The Moving Average Convergence Divergence (MACD) remains negative, indicating ongoing downward momentum, while the Relative Strength Index (RSI) hovers around the mid-30s, reflecting easing bearish pressure but not a definitive reversal.
Immediate resistance is observed near the 100-day SMA at around $4,630. A move above this zone could open the path towards the next resistance level at $4,880. Conversely, initial support stands at about $4,380, where recent selling pressure stalled, with further support at $4,300 should bearish sentiment intensify.

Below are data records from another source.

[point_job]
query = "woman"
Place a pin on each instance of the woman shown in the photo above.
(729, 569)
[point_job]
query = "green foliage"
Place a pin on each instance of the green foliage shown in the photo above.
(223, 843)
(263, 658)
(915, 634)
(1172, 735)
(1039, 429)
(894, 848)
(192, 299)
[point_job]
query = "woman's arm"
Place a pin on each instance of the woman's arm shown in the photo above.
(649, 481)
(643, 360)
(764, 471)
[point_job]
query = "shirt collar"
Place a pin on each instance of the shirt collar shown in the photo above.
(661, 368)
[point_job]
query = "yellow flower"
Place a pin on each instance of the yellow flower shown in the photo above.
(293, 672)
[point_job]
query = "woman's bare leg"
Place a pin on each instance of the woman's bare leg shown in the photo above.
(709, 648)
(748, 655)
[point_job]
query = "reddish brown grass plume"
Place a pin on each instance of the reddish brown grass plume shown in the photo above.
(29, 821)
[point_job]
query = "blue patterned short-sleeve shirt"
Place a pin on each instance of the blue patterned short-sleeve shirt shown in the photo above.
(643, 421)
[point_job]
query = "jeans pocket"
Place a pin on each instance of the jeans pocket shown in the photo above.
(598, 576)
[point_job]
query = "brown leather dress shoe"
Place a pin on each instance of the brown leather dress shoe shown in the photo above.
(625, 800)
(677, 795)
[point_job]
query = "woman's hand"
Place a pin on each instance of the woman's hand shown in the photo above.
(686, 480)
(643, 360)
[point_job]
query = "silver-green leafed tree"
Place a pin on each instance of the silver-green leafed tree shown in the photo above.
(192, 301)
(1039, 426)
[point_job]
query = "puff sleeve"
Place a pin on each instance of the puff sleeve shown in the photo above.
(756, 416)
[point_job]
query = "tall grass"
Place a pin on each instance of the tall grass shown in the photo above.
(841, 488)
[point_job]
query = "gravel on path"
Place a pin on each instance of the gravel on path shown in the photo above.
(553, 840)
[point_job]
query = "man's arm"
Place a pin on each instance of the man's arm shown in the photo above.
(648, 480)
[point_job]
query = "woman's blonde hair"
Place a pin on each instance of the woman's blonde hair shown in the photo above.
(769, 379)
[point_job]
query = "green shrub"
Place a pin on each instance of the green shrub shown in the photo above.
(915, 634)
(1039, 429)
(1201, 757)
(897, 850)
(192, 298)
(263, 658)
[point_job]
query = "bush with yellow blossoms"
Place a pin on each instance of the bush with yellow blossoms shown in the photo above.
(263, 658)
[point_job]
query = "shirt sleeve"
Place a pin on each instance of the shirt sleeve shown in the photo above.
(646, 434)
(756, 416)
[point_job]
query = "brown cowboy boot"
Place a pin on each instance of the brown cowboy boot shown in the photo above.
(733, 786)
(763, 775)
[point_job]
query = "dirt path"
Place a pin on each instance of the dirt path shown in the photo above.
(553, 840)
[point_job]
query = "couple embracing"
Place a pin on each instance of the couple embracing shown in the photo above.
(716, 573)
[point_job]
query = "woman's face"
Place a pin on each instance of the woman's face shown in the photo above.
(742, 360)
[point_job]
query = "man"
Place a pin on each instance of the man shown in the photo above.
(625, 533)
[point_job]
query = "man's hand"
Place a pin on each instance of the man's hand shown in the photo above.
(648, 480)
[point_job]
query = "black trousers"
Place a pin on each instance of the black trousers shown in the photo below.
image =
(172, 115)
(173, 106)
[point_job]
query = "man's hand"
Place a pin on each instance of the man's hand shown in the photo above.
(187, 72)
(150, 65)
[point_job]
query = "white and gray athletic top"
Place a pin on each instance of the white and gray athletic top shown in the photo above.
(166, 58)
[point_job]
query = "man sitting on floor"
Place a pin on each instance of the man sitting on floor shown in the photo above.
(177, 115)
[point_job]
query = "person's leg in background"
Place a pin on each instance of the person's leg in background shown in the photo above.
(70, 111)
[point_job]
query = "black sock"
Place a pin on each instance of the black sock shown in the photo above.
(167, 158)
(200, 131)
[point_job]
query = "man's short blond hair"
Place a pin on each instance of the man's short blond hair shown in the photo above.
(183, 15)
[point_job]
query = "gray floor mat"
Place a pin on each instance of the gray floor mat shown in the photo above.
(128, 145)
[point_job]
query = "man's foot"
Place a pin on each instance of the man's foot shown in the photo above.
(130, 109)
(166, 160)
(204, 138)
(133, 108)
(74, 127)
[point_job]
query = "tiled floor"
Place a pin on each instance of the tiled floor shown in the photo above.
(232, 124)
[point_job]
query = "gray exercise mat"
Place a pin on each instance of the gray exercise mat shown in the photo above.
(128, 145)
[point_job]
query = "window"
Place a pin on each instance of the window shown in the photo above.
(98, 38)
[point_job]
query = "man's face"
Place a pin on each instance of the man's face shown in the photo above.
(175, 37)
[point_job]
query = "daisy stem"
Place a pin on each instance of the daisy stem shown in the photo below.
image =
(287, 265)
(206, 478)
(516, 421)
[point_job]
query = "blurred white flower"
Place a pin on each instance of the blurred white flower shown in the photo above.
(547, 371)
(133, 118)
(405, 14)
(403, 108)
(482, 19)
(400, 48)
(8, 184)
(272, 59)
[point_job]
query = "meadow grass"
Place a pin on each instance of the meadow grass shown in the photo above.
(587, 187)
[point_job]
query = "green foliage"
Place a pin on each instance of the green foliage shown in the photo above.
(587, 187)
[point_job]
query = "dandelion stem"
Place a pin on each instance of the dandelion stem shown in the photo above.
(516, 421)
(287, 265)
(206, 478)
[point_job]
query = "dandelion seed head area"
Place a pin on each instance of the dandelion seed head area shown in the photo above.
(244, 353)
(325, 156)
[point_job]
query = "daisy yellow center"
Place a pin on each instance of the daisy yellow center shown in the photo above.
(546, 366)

US Dollar Performance Today
In a broader context, the following table outlines today’s percentage changes of the US Dollar (USD) against major currencies, highlighting its stronger position particularly against the New Zealand Dollar:
| Currency | USD | EUR | GBP | JPY | CAD | AUD | NZD | CHF |
|---|---|---|---|---|---|---|---|---|
| USD | -0.06% | -0.11% | -0.37% | -0.03% | 0.09% | 0.18% | -0.03% | |
| EUR | +0.06% | -0.06% | -0.29% | +0.03% | +0.19% | +0.24% | +0.02% | |
| GBP | +0.11% | +0.06% | -0.28% | +0.09% | +0.23% | +0.30% | +0.08% | |
| JPY | +0.37% | +0.29% | +0.28% | +0.35% | +0.48% | +0.54% | +0.33% | |
| CAD | +0.03% | -0.03% | -0.09% | -0.35% | +0.12% | +0.14% | -0.03% | |
| AUD | -0.09% | -0.19% | -0.23% | -0.48% | -0.12% | +0.07% | -0.11% | |
| NZD | -0.18% | -0.24% | -0.30% | -0.54% | -0.14% | -0.07% | -0.23% | |
| CHF | +0.03% | -0.02% | -0.08% | -0.33% | +0.03% | +0.11% | +0.23% |
Overall, the current economic landscape presents both risks and opportunities for investors in the gold market. While optimism surrounds potential rebounds, the threat of rising interest rates and geopolitical tensions creates a complex and volatile environment.